"Ekonomisi uçan ülkemde çamaşırı elde yıkıyorum"
Filiz, 14 yaşındaki kızıyla eski eşinin arkadaşı tarafından tacize uğrayınca iki çocuğuyla evi terk etmiş. Yoksullukla baş etmeye çalışan Filiz, "Ekonomisi uçan ülkede evimizde çay yok" diyor.
Fotoğraf: Elif Sancı/Evrensel
Elif SANCI
Ankara
Filiz Ö. 31 yaşında bir kadın. Kendisiyle Tuzluçayır Kadınları Dayanışma Derneği üzerinden tanışıyoruz, evine ziyarete gidiyoruz. İki koltuklu salonda sohbete dalıyoruz. Eşinin arkadaşı tarafından tacize uğrayan Filiz, 14 yaşındaki kızı da aynı tacize uğrayınca iki çocuğuyla evi terk etmiş. Eşi için “Hiç çalışmazdı, ev kirasını ödemez üstelik ev sahibi ile beni muhatap ederdi. O adam yüzünden sokakta bile kaldık” diyen Filiz, 13 yaşında evlendirilmiş. 15 yaşında doğum yapmış. “Ben öksüz büyüdüm, çocuklarım öksüz büyümesin dedim, tek hayalim de eve alışveriş yapıp poşetle gelen bir kocaydı” diyor.
Hayatını kadınların desteğiyle yeniden kurmaya çalışan Filiz, “Bana devlet inanmadı, yardım etmedi. Devletten göremediğim yardımı başka kadınlardan gördüm. Onlarla ayakta kaldım” diyor. Maddi zorluklar içinde çocuklarıyla yaşamını sürdürmeye çalışan Filiz, “Ekonomisi uçan ülkede evimizde çay yok, yemek pişirecek yağ yok, çamaşırı elimizle yıkıyoruz. Evde televizyon yok” diye anlatıyor yaşadıklarını.
"AİLEM YARDIM ETMEDİ"
Boşandıktan sona ağabeylerinin yanına gitmek isteyen Filiz’e ailesi “Çocuklarla gitmedin! Çocuksuz gel” demiş. “Bir insan yavrusunu nasıl bıraksın sokağa? Onlar bırakır mı ki benden istiyorlar?” diye sorarken, öfkeleniyor. Filiz’in mücadelesi çok küçük yaşlarda başlamış. Erken yaşta annesini kaybeden Filiz, babası ve evlendiği kadın tarafından zorla ağır işlerde çalıştırılmış. Bu yüzden bağırsaklarının patladığını, şimdi temizlik yaparken bile zorlandığını, çamaşır makinesi olmadığı için elde çamaşır yıkarken ameliyat yerinin acıdığını anlatıyor.

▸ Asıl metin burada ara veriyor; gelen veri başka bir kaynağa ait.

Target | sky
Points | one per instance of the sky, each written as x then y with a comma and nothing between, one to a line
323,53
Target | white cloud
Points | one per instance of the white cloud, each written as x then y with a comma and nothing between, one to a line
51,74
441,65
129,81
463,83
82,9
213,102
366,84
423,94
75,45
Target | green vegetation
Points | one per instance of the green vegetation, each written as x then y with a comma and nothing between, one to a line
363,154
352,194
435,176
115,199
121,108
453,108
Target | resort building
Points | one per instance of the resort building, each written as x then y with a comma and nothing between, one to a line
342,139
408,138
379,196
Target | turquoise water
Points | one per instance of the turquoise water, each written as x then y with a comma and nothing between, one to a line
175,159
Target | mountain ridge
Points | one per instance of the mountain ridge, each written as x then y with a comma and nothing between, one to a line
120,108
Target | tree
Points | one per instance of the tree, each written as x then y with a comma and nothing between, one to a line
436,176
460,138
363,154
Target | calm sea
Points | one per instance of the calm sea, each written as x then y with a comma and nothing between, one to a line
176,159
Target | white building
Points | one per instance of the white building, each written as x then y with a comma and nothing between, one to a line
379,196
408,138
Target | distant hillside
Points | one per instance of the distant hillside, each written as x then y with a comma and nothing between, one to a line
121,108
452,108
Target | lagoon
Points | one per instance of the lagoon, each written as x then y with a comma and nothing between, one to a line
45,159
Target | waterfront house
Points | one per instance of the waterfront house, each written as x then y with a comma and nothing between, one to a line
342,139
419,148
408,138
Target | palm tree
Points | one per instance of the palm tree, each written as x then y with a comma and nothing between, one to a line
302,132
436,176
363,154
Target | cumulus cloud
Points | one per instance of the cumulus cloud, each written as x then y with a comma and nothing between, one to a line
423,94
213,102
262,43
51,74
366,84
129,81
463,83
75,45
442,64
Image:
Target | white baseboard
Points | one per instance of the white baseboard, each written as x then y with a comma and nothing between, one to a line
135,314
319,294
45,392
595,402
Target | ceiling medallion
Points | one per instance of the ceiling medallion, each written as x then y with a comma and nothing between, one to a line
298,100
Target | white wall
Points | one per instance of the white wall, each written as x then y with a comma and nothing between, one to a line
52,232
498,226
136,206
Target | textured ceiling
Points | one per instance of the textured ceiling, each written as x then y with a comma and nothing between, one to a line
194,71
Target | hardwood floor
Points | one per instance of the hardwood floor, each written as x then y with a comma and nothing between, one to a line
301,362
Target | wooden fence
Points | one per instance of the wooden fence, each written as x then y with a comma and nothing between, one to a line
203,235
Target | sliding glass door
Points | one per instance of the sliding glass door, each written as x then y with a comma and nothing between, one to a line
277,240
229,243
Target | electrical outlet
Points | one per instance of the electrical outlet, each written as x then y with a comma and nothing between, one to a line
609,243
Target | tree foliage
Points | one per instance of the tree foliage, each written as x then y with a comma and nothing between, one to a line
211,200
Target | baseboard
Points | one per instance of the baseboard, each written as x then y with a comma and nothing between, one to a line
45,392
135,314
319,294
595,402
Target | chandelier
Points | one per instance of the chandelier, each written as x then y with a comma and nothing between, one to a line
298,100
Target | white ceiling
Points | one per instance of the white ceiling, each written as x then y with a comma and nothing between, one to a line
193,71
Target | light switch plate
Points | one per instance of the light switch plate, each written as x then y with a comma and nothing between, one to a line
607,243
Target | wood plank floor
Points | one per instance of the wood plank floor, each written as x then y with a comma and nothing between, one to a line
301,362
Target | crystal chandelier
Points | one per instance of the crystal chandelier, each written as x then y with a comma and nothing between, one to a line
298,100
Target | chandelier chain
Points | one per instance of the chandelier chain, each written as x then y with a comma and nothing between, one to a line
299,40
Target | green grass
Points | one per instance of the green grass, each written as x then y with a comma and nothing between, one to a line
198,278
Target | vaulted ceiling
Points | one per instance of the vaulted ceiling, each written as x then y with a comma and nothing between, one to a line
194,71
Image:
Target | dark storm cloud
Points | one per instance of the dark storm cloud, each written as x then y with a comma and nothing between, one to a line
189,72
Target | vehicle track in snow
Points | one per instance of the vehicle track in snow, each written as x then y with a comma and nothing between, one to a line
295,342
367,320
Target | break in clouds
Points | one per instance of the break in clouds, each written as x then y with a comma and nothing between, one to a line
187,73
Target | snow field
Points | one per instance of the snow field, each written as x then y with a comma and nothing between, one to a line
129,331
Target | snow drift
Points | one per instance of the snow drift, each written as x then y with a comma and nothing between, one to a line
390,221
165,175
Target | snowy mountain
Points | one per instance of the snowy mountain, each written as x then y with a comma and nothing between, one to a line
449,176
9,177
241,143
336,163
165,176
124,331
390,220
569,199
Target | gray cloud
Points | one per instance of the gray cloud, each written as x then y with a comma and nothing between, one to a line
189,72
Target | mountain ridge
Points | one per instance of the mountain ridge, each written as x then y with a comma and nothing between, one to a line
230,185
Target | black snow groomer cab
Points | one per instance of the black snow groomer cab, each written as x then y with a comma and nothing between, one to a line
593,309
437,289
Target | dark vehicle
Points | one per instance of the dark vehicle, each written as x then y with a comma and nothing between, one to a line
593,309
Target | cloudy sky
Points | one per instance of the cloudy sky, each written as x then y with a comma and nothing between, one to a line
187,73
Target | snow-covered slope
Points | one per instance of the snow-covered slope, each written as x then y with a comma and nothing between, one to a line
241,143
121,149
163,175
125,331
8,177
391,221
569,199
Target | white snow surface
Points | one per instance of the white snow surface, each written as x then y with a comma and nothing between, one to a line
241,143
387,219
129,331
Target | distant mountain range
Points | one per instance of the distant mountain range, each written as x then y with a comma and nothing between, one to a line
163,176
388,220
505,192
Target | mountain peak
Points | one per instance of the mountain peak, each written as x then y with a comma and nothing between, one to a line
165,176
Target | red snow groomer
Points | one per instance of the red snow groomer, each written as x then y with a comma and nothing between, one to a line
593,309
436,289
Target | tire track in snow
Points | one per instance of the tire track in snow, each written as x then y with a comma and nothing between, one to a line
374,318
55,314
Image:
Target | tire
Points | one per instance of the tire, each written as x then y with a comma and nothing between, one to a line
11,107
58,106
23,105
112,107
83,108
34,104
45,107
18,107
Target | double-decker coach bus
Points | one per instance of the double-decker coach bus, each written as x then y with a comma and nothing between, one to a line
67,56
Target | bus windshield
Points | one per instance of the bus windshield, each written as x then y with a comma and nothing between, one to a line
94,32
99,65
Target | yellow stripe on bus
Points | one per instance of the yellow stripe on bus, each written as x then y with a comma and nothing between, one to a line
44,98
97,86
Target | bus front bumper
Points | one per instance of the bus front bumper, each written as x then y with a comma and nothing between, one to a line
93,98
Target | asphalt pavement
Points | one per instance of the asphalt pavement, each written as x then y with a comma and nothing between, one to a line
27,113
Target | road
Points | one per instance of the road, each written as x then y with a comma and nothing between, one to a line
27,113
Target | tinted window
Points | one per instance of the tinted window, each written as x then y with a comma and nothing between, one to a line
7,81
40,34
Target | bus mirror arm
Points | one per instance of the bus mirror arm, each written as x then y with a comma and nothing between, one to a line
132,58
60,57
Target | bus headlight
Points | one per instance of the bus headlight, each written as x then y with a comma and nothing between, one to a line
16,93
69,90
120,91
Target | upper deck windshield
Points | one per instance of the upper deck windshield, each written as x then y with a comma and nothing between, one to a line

"HURDACIDAN ALDIĞIM BUZDOLABIYLA KONUŞTUM"
Bir süre ablasında kalan Filiz, oradan da kapı dışarı edilişini şöyle anlatıyor: “Eve geldiğimde eşyalarım kapının önündeydi. Sonra bir gecekondu kiraladım, bomboş bir ev, betonda yattık çocuklarla. Komşudan istedim yere sermek için bir battaniye”. Çöpten aldığı eşyalar ile kurmuş evini Filiz: “Hurdacıdan bir buzdolabı aldım 100 liraya. Bir evim oldu diye seviniyor, bu sevinci buzdolabıyla konuşarak paylaşıyordum. Ama o da uzun sürmedi, bir süre sonra bozuldu”.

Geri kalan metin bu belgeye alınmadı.